Brave diners dice with death

27 February 2013

Masterchef’s Gregg Wallace joined 60 daring diners, sampling a five course meal of potentially deadly food at Café de Mort.

Located in a central London church crypt, Café de Mort is opening its doors for two nights, serving a menu of dangerous dishes which are potentially lethal if not prepared or cooked properly.

Guests enjoyed the perilous Fugu or ‘Pufferfish’, flown in from Japan, which contains lethal levels if Tetrodotoxin which there is no known antidote for. They also ate Ghost Chilli, the world’s hottest chilli, two dishes containing Hydrogen Cyanide and rounded off their night with a trio of potential toxins – Aflatoxin, Theobromine and Myristicin skilfully presented in the Peanut, Cacao and Nutmeg Sweetmeats dessert.

The novel restaurant concept has been created as part of a campaign by Remember A Charity to encourage more people to leave a gift to charity in their Wills.

A consortium of 140 charities, Remember A Charity hopes that diners will be reminded of the unpredictability of life and the importance of taking care of friends, family and the causes they hold dear. After all, nobody knows the importance of a having a Will more than someone who could be about to eat their last meal.

Whilst three quarters of Britons regularly give to charity in their lifetimes, just 7% include a charity in their Will. Yet charities rely heavily on gifts in Wills, which bring in almost £2 billion each year, the equivalent of 19 Comic Reliefs. Many charities would not exist without this income and others would have to cut crucial services. Two out of three guide dogs and six out of ten life boat launches are paid for by gifts in Wills, as is over a third of Cancer Research UK’s life-saving work.
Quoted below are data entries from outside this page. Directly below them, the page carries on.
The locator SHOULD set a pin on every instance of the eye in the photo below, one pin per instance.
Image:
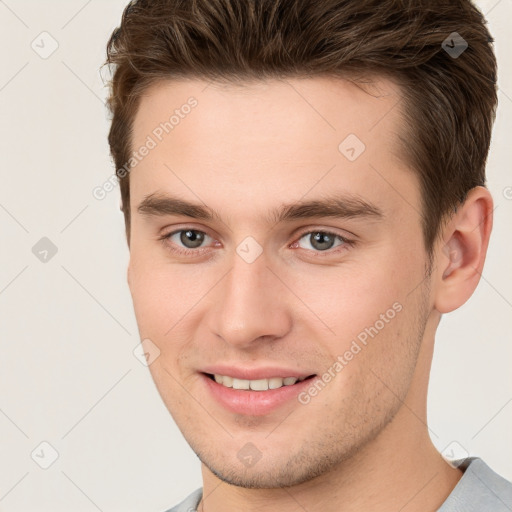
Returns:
(321, 241)
(185, 240)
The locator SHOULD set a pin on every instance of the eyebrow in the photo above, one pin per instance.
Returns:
(338, 206)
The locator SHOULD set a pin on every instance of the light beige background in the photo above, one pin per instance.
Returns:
(68, 375)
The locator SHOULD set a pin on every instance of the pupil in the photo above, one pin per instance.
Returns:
(322, 241)
(191, 238)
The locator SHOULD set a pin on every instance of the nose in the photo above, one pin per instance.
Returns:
(251, 305)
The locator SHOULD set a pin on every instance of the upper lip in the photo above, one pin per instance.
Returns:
(264, 372)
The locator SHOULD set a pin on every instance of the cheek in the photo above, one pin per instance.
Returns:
(349, 299)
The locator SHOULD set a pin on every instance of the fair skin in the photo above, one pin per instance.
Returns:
(362, 441)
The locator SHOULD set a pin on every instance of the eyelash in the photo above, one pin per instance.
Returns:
(165, 239)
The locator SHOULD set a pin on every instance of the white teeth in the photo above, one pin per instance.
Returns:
(275, 382)
(241, 384)
(258, 384)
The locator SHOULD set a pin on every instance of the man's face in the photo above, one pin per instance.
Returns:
(339, 299)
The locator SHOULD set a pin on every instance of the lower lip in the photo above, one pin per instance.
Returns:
(254, 403)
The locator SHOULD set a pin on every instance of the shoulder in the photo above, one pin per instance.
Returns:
(190, 503)
(479, 490)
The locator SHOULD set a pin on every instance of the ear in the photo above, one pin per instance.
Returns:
(462, 249)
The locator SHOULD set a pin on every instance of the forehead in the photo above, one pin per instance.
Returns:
(271, 139)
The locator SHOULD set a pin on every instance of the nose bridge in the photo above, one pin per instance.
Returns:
(251, 304)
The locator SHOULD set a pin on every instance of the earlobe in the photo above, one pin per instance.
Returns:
(461, 254)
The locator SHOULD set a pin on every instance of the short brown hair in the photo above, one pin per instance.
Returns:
(449, 99)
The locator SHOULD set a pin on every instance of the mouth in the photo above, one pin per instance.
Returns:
(255, 397)
(255, 384)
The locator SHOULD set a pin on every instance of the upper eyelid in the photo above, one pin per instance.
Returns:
(298, 236)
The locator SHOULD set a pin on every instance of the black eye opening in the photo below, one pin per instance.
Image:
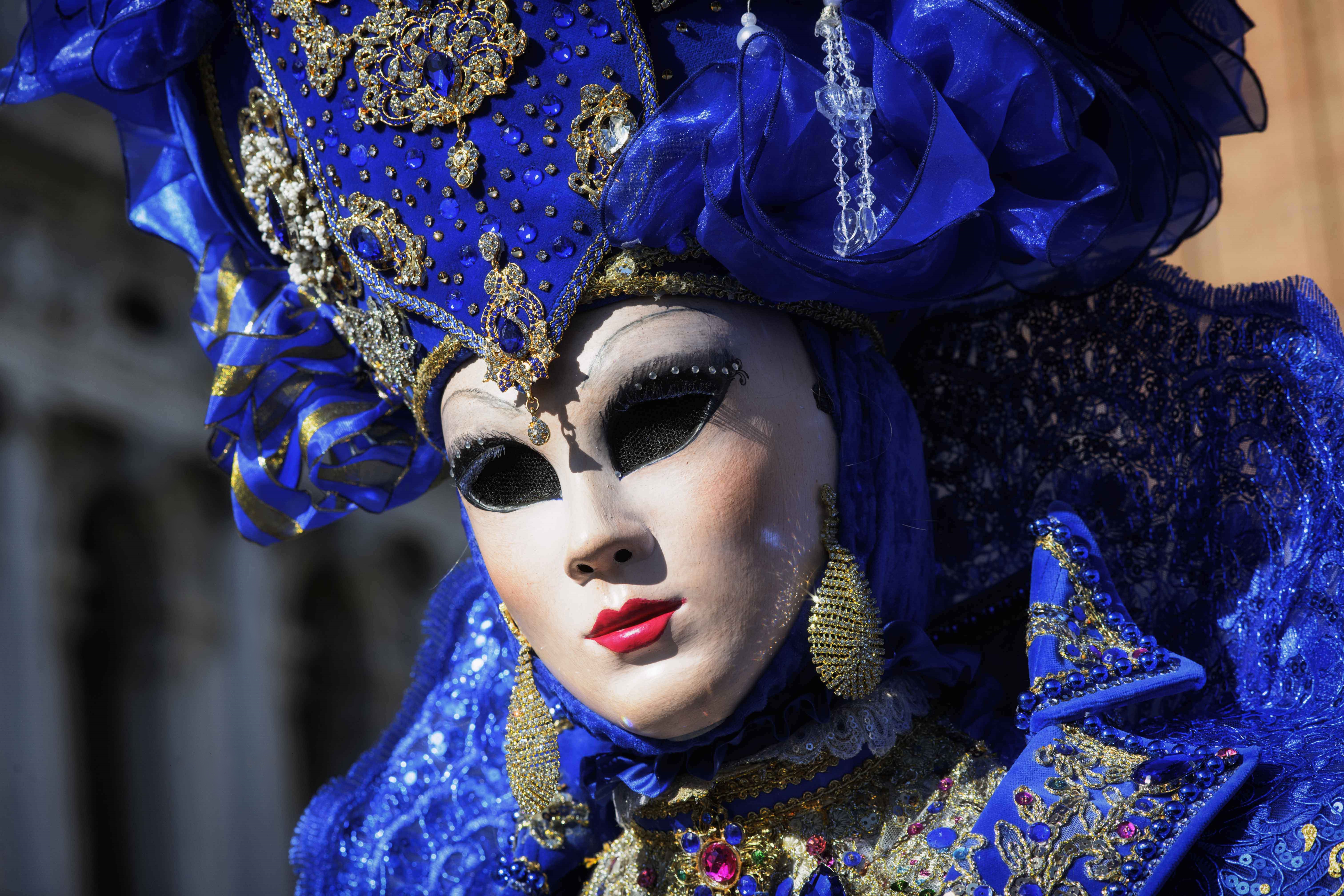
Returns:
(666, 408)
(500, 473)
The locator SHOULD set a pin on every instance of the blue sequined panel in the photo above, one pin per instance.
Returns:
(428, 811)
(1198, 433)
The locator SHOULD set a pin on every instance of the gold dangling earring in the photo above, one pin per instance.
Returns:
(531, 752)
(845, 629)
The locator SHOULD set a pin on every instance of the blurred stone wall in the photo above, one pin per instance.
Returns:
(170, 695)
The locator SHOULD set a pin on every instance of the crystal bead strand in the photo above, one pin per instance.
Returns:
(849, 107)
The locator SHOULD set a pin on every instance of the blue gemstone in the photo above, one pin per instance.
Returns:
(511, 338)
(941, 838)
(365, 242)
(277, 220)
(441, 73)
(823, 883)
(1166, 770)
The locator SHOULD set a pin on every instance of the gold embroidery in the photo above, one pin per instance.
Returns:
(397, 246)
(323, 45)
(435, 69)
(884, 811)
(600, 132)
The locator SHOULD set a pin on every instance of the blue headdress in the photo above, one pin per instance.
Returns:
(376, 193)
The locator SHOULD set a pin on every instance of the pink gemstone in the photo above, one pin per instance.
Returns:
(720, 863)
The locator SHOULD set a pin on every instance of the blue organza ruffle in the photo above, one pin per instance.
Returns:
(1000, 154)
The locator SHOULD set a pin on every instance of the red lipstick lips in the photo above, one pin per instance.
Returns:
(636, 625)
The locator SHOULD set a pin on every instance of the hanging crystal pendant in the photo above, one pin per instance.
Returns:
(849, 108)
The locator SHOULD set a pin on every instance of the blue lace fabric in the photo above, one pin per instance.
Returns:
(1197, 432)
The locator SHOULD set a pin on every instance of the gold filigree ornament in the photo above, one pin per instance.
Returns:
(518, 343)
(845, 629)
(323, 45)
(531, 749)
(288, 213)
(599, 134)
(376, 233)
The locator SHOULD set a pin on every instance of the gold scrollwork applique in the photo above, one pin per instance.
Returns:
(518, 344)
(435, 68)
(287, 212)
(599, 134)
(376, 233)
(324, 46)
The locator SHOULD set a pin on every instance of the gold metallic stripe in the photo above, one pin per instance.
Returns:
(233, 381)
(263, 515)
(326, 414)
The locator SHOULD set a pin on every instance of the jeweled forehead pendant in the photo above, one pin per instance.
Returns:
(849, 107)
(518, 343)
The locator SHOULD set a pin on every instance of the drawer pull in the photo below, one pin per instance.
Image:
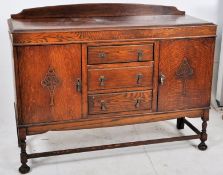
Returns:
(138, 101)
(78, 85)
(102, 55)
(103, 105)
(139, 78)
(140, 55)
(102, 80)
(162, 79)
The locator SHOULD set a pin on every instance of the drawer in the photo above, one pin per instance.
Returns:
(121, 53)
(119, 102)
(120, 77)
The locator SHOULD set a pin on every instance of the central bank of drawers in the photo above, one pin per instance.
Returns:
(120, 78)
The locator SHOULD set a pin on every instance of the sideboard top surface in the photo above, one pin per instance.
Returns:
(95, 17)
Gregg Wallace explained, “I was quite nervous about trying some of these dishes, but I’ve lived to tell the tale as have my fellow diners! While the meal was good fun, its aim was to highlight a serious point. Few people realise that gifts in Wills are vital to many of our favourite charities. We need to get more people thinking about leaving a gift once they’ve looked after their family and friends.”
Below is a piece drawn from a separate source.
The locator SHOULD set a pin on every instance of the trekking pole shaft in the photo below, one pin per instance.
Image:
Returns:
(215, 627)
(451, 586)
Rob Cope, Director of Remember A Charity, said, “Some people may think Café de Mort is a bit extreme but it’s hard to get people thinking about Wills and considering a gift to charity. The whole idea is clearly meant to be a little tongue in cheek. But there’s a serious message too. Gifts in Wills are hugely important to charities. We believe Café de Mort will raise a wry smile but will persuade many more people to think about leaving a gift to charity too.”